Building a resilient and secure society
According to recent research from the World Bank, Indonesia ranks 12th of the 35 countries most vulnerable to devastating loss of life from hazards such as tsunamis, floods, landslides, droughts and earthquakes. The government estimates 60% of the population lives in communities on the country’s 54,000km-long coastline.
Low-income communities mainly bear the brunt of the devastation caused by a natural disaster. It is necessary that low-income coastal communities develop adaptation and resilience strategies to cope with climate change every bit as much as Indonesia’s industrial and business centres must. Unless they do, the country’s food security, economic stability and ambitions for long-term development and poverty eradication will be in jeopardy.
At an urban level, authorities need to combine the hardening of critical infrastructure to withstand climate shocks, with citizen awareness, warning systems and well-rehearsed emergency response strategies. Attention should be given to natural systems – the role of open spaces and parkland in dissipating or storing flood waters, the restoration and protection of carbon-storing peatlands, replanting of coastal mangroves and inland forests, and the promotion of land use that halts erosion and retains rainwater.
The National Action Plan for Climate Change Adaptation (RAN-API) was formulated specifically as a masterplan to bring together all stakeholders to help the regions to adapt and mitigate the impacts of climate change. Going forward, better co-ordination between national, regional and local governments, and between the public and private sectors, is key.
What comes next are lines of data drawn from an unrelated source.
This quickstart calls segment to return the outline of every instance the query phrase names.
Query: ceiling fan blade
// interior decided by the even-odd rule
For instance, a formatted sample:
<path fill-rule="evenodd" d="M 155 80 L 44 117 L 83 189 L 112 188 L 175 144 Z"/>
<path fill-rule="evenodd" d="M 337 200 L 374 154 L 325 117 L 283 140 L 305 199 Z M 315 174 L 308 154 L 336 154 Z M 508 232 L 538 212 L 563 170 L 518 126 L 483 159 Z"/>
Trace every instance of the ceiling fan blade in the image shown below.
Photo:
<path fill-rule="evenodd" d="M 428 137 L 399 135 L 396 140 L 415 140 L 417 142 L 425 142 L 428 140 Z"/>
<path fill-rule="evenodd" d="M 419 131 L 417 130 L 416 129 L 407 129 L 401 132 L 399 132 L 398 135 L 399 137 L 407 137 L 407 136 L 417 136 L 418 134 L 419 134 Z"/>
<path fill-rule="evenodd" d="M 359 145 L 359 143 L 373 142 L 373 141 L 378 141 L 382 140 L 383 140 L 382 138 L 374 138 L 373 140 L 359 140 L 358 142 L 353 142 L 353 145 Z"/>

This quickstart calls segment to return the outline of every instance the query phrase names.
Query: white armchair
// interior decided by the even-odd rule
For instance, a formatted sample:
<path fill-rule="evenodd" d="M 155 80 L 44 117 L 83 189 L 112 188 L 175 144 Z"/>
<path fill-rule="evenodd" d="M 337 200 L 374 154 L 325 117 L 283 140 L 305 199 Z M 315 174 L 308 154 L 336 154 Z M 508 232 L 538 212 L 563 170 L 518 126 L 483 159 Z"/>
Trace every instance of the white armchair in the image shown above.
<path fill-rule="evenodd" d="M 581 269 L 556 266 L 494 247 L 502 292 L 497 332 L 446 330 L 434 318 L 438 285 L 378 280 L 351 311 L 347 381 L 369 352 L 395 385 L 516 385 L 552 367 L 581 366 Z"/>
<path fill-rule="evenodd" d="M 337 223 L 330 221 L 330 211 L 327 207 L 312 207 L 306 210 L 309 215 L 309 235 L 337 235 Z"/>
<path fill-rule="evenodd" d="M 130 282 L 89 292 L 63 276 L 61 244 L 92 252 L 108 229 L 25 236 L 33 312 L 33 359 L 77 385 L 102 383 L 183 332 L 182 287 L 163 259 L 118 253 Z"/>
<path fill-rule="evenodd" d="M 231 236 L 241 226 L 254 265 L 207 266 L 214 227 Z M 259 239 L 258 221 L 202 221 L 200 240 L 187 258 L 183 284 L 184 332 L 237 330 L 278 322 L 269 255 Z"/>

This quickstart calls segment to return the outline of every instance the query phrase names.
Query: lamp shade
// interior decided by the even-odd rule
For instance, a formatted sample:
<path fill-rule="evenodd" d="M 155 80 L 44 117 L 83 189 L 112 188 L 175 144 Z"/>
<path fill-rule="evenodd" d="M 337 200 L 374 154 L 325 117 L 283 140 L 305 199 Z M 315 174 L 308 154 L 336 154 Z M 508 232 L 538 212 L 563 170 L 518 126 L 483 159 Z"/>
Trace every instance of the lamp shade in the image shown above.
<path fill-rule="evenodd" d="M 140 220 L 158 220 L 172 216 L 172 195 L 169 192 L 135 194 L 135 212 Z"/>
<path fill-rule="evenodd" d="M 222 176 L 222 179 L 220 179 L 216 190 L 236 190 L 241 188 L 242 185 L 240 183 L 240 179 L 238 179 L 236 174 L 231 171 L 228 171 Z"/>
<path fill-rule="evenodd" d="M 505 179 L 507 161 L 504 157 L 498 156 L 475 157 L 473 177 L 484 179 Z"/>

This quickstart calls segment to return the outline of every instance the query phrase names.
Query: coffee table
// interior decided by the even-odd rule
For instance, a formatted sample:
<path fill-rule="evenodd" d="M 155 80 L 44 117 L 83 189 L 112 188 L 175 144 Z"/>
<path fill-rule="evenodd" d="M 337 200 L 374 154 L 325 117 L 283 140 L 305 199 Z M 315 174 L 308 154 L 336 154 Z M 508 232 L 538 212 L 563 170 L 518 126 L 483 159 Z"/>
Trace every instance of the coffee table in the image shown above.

Powering up the clean energy transition
Indonesia is among the world’s fastest-growing countries in terms of energy demand and consumption. Transport and industry show the fastest expected growth in energy use.
Today, about 87% of the country’s power is still sourced from fossil fuels, with only 12-13% from renewables.
One of the top government priorities in the decades to come is to close the ‘electricity gap’ between its most and least developed regions. Wind and solar photovoltaic generation can be installed in remote locations with relative ease and at low cost. Renewables are likely to play a crucial role in achieving the government’s ambition of near 100% electrification by 2026.
The country hosts the world’s greatest geothermal resources, alongside vast potential for hydropower, solar, wind and bioenergy development. Tapping into these natural resources can help diversify its energy mix. It also supports its commitment as a signatory of the Paris Agreement to mitigate climate change by reducing carbon emissions by 29% against the business-as-usual scenario by 2020.
The delivery over the past three years of flagship projects, such as Sidrap, Indonesia’s first commercial-scale wind plant, the Rantau Dedap geothermal power plant in Sumatra, and the Lombok and Manado solar power plants, are cause for celebration – proof that renewable energy is advancing in Indonesia.
Clean water for healthy communities
Among the underlying causes and symptoms of the inequality gap are a chronic lack of access to clean water and adequate sanitation. Since the turn of the millennium, more than 100M people have gained access to piped water and basic sanitation services, mainly in the wealthier districts of cities. But many in rural and isolated communities, as well as in urban areas, still live without. The sanitation problem is particularly evident in Jakarta, where 9.2M people are forced to dispose wastewater into open drains.
The impacts on health are severe. Aside from the human cost, dirty water and poor sanitation cost the country an estimated US$4.2bn each year in lost productivity.
Management of solid waste is equally important in this context, as untreated municipal and industrial rubbish pollutes rivers and groundwater, poisoning water supplies.
Ensuring universal access to clean water and sanitation is one of the United Nations’ Sustainable Development Goals and a clear priority in the country. The government plans to build a US$6.8bn wastewater treatment system connecting the whole of Jakarta by 2022. Indonesia is on track to achieve universal access by 2030.
Over the past three decades, we have helped deliver several critical water, waste management and sanitation projects, helping citizens to meet daily needs – easily, safely and sustainably.
Public-private partnerships are highly effective in channelling private capital expertise and resources into the country.
To enable and encourage private sector participation, the right conditions must be created – policy, legislation and regulation that incentivise and protect national and local government, investors, lenders and project developers alike.
Through us, our clients gain access to 100-plus years’ experience of planning, securing investment, designing, delivering and managing projects in transport, energy, water, sewerage, sanitation and flood alleviation – the very sectors that require urgent attention.
Health, education, social development and environmental management are equally at the heart of what we do, and we are acutely aware of our duty to protect and improve the lives and places our work touches.
After half a century working across the country’s many islands, our most cherished legacy is healthier, more prosperous, better connected communities. They serve to remind of the power of partnership, and that the bigger the challenge, the bigger the opportunity for innovation and for good.